Evaluation Metrics

Published

Sunday Jun 8, 2025

1 Bias

The question now arises: How good is \(\hat{p}\) as an estimator of \(p\)?

What we need are some criteria for assessing the quality of estimators. The bias of an estimator \(\hat{\theta}\) of \(\theta\) is \[\begin{equation} \bias{\hat{\theta}} = \E{\hat{\theta}} - \theta \end{equation}\]

If \(\bias{\hat{\theta}} = 0\), we say that \(\hat{\theta}\) is unbiased for \(\theta\).

In Example 1, what is the bias of \(\hat{p}\)? \[\begin{equation*} \E{\hat{p}} = \E{\frac{Y}{n}} = \frac{1}{n} \E{Y} = \frac{1}{n} np = p \end{equation*}\] Therefore, \[\begin{equation*} \bias{\hat{p}} = \E{\hat{p}} - p = p - p = 0 \end{equation*}\]

Hence, we know that \(\hat{p}\) is an accurate estimator. But, is \(\hat{p}\) also precise?

Well, precise means that we don’t want to have a highly variational estimator. In other words, we would like the estimator to have an estimate to be relatively close to the target on every sample as well.

2 Precision

Analogy: Target at a firing range:

Show the code
library(MASS)
library(ggplot2)
library(dplyr)
library(tidyr)

mu_accurate <- c(0, 0)
mu_inaccurate <- c(-3, 3)
sigma_accurate <- matrix(data = c(.5, 0, 0, .5), nrow = 2, ncol = 2)
sigma_inaccurate <- matrix(data = c(5, 0, 0, 5), nrow = 2, ncol = 2)

sample_size <- 30

points1 <- mvrnorm(n = sample_size, mu = mu_accurate, Sigma = sigma_accurate)
points2 <- mvrnorm(n = sample_size, mu = mu_accurate, Sigma = sigma_inaccurate)
points3 <- mvrnorm(n = sample_size, mu = mu_inaccurate, Sigma = sigma_accurate)
points4 <- mvrnorm(n = sample_size, mu = mu_inaccurate, Sigma = sigma_inaccurate)
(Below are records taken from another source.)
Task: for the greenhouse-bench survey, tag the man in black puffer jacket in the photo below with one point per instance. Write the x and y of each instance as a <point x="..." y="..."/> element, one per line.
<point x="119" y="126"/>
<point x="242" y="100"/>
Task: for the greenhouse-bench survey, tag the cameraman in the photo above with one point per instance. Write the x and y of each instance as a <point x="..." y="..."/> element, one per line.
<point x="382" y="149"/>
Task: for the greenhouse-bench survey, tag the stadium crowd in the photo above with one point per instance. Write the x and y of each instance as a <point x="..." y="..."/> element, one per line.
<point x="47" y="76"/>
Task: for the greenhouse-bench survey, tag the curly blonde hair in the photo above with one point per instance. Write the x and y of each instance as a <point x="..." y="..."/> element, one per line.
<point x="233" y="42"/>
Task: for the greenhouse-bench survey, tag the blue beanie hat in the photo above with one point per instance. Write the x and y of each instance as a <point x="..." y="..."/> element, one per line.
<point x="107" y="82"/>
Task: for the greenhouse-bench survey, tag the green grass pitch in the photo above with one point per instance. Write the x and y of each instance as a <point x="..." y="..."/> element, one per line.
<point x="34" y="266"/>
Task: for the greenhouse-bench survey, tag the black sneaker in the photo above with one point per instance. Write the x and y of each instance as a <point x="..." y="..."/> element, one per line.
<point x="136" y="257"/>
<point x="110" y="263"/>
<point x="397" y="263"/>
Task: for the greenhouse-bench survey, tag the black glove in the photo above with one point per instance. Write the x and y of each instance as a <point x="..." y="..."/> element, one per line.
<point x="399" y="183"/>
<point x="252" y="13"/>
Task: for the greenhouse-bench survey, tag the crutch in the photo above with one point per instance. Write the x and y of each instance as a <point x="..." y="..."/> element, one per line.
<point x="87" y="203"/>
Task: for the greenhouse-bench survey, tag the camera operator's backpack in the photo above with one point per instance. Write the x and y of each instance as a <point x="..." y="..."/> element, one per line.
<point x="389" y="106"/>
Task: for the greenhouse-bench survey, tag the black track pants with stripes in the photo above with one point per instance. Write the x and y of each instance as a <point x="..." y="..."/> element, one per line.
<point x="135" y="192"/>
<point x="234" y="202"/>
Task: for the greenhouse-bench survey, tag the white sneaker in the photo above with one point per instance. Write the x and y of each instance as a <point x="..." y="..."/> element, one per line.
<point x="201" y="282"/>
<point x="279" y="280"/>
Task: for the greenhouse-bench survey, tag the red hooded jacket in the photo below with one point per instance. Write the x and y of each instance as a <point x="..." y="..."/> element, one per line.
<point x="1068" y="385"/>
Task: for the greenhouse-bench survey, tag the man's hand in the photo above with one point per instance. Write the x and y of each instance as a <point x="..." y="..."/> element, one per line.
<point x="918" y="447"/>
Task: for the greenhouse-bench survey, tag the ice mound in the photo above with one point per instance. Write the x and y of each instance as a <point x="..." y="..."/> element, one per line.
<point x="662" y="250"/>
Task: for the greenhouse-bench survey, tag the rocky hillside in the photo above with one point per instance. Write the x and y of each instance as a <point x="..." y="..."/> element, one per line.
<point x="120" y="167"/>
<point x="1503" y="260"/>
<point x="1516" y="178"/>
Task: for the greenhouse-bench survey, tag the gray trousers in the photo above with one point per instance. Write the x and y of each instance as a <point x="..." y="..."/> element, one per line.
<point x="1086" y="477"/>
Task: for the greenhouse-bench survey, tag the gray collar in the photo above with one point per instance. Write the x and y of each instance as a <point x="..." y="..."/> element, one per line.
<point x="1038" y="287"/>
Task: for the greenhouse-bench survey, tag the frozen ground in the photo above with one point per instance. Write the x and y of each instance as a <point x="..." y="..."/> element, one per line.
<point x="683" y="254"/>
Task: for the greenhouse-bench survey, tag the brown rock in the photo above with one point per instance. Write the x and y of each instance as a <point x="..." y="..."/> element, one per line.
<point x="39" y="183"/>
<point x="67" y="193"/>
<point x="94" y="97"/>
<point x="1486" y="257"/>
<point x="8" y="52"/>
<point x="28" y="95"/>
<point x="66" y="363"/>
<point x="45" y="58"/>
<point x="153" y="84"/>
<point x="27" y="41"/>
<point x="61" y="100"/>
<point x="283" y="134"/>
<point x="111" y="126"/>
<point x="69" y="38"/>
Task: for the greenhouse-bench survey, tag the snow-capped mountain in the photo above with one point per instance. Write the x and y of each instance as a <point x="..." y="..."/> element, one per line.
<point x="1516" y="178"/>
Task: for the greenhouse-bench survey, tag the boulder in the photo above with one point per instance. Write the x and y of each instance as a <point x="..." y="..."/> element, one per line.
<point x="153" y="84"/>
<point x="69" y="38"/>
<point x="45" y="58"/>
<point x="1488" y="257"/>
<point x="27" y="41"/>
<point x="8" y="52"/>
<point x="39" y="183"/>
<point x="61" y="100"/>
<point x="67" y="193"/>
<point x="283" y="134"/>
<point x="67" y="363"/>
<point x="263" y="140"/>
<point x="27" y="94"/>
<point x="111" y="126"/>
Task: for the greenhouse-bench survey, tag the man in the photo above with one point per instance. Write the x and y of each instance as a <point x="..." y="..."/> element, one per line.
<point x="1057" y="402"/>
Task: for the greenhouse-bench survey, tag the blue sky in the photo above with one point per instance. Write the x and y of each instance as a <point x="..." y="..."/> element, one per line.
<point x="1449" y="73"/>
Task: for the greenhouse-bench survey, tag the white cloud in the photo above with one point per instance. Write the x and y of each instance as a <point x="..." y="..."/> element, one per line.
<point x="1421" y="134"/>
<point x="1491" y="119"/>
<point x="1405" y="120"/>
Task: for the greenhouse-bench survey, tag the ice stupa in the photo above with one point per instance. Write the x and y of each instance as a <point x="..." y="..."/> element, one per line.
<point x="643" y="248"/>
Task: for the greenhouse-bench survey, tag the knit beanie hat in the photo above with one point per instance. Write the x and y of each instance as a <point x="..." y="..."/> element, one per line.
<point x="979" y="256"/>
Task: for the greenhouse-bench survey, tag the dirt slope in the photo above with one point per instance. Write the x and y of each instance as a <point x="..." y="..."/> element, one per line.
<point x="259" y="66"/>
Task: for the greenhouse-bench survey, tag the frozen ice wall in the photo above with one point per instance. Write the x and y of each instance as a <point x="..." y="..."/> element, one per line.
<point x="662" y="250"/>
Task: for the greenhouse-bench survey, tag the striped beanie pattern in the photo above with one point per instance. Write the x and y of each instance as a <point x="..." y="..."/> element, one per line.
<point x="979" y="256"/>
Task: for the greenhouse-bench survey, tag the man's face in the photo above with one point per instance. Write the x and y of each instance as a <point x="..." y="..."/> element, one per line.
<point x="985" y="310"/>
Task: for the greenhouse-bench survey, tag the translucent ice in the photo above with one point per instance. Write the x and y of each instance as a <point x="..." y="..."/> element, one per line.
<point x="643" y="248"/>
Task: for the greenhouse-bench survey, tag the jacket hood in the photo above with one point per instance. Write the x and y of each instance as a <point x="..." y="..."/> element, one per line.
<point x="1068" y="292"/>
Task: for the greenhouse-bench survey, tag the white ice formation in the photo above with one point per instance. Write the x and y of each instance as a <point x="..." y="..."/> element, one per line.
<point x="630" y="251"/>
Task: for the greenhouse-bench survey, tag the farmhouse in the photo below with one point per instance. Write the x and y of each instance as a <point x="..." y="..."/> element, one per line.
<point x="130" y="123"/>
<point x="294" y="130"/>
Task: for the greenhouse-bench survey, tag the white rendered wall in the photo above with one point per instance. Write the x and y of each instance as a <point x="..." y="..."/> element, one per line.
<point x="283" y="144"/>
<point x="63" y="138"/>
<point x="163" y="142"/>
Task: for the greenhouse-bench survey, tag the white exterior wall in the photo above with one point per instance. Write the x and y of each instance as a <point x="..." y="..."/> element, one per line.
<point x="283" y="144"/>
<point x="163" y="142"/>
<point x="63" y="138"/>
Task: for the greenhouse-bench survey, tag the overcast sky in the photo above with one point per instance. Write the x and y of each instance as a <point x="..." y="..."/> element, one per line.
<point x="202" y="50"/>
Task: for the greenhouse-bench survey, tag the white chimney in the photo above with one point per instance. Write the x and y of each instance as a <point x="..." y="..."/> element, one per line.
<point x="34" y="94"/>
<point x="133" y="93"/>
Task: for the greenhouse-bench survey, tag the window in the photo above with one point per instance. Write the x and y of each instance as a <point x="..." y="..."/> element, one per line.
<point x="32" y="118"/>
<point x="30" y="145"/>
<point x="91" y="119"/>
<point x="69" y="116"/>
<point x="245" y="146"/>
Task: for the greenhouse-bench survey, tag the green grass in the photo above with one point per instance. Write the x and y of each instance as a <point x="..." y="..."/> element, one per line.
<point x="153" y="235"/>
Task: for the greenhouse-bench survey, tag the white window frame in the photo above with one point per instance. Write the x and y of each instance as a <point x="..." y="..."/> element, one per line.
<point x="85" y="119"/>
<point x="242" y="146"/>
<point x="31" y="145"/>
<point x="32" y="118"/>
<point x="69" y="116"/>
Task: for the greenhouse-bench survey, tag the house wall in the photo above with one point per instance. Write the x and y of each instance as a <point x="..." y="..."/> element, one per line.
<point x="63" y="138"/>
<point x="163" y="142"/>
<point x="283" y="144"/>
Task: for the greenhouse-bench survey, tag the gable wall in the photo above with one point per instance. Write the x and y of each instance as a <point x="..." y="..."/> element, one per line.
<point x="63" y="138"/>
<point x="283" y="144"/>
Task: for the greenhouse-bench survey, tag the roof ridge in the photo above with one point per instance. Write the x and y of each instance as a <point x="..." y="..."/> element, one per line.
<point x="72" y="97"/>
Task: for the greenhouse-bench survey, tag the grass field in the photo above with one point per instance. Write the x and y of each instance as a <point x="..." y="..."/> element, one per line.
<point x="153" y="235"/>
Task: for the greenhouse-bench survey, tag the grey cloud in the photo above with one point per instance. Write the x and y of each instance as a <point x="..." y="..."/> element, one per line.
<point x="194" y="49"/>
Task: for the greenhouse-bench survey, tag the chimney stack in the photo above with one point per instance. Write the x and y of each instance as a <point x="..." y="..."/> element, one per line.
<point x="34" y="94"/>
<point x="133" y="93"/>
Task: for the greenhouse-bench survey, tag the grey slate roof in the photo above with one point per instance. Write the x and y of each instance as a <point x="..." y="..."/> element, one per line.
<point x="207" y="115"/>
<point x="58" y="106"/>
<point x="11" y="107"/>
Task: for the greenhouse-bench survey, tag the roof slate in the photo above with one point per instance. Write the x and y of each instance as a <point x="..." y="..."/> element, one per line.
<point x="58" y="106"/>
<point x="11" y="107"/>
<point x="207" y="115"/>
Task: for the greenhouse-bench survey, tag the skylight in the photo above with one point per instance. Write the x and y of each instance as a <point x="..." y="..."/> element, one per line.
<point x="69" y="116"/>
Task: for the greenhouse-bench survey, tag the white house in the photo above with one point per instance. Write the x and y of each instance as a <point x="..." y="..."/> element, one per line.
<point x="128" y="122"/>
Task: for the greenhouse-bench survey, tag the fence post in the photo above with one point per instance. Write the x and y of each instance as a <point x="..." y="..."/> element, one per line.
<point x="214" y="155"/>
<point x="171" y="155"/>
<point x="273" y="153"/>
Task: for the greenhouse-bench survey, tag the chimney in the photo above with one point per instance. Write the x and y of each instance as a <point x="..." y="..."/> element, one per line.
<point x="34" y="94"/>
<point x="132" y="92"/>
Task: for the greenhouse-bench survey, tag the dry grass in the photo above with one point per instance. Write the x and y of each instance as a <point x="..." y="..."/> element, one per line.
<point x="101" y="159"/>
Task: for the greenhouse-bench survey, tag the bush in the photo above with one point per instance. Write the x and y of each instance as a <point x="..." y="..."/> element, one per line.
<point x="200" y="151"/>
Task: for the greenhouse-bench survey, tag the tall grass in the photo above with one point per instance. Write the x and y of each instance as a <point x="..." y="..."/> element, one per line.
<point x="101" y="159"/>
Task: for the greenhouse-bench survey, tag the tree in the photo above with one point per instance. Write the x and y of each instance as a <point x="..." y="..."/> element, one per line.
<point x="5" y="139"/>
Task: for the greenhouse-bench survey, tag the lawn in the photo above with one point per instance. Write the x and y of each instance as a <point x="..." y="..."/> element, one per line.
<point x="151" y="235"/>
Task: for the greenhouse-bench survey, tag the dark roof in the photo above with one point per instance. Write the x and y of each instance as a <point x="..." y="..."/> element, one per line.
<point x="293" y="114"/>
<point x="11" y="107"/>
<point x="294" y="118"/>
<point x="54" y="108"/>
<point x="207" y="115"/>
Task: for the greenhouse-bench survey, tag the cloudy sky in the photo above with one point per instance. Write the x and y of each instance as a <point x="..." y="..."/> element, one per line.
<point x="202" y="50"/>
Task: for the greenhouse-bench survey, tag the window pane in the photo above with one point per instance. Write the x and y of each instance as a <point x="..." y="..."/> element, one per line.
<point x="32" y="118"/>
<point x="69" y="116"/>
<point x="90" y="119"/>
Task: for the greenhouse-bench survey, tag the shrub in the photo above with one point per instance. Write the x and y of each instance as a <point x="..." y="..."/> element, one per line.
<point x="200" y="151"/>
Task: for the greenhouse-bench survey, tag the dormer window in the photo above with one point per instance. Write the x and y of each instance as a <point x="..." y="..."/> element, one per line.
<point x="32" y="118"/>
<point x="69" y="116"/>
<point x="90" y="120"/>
# Combine into a data frame
df <- rbind(
  data.frame(x = points1[,1], y = points1[,2], group = "Accurate & Precise"),
  data.frame(x = points2[,1], y = points2[,2], group = "Accurate & Imprecise"),
  data.frame(x = points3[,1], y = points3[,2], group = "Inaccurate & Precise"),
  data.frame(x = points4[,1], y = points4[,2], group = "Inaccurate & Imprecise")
)

mv <- 7

# Create one plot per group
p1 <- ggplot(filter(df, group == "Accurate & Precise"), aes(x = x, y = y)) +
  geom_point(size = 2, alpha = 0.8) +
  coord_fixed() +
  scale_x_continuous(limits = c(-mv, mv)) +
  scale_y_continuous(limits = c(-mv, mv)) +
  theme_minimal() +
  ggtitle("Accurate & Precise")

p2 <- ggplot(filter(df, group == "Accurate & Imprecise"), aes(x = x, y = y)) +
  geom_point(size = 2, alpha = 0.8) +
  coord_fixed() +
  scale_x_continuous(limits = c(-mv, mv)) +
  scale_y_continuous(limits = c(-mv, mv)) +
  theme_minimal() +
  ggtitle("Accurate & Imprecise")

p3 <- ggplot(filter(df, group == "Inaccurate & Precise"), aes(x = x, y = y)) +
  geom_point(size = 2, alpha = 0.8) +
  coord_fixed() +
  scale_x_continuous(limits = c(-mv, mv)) +
  scale_y_continuous(limits = c(-mv, mv)) +
  theme_minimal() +
  ggtitle("Inaccurate & Precise")

p4 <- ggplot(filter(df, group == "Inaccurate & Imprecise"), aes(x = x, y = y)) +
  geom_point(size = 2, alpha = 0.8) +
  coord_fixed() +
  scale_x_continuous(limits = c(-mv, mv)) +
  scale_y_continuous(limits = c(-mv, mv)) +
  theme_minimal() +
  ggtitle("Inaccurate & Imprecise")

p1
p2
p3
p4
(a) Accurate & Precise
(b) Accurate & Imprecise
(c) Inaccurate & Precise
(d) Inaccurate & Imprecise
Figure 1: Accuracy vs. Precision

Therefore, we can clearly see that only Figure 1 (a) be the good one. However, which other is the best? Well, this is an unanswered question. However, we can see that maybe a more “clustered” one is better? Therefore, we can define the following variance measure, \[\begin{equation*} \Var{\hat{p}} = \Var{\frac{Y}{n}} = \frac{1}{n^2} \Var{Y} = \frac{1}{n^2}np(1 - p) = \frac{p(1 - p)}{n} \end{equation*}\]

3 Mean Square Error

Another measure of an estimator’s quality is the mean square error. The mean square error (MSE) of an estimator \(\hat{\theta}\) of \(\theta\) is \[\begin{equation*} \mse{\theta} = \E{\left( \hat{\theta} - \theta \right)^2} \end{equation*}\] Now, that it turns out that \(\mse{\hat{\theta}} = \Var{\hat{\theta}} + \left( \bias{\hat{\theta}} \right)^2\).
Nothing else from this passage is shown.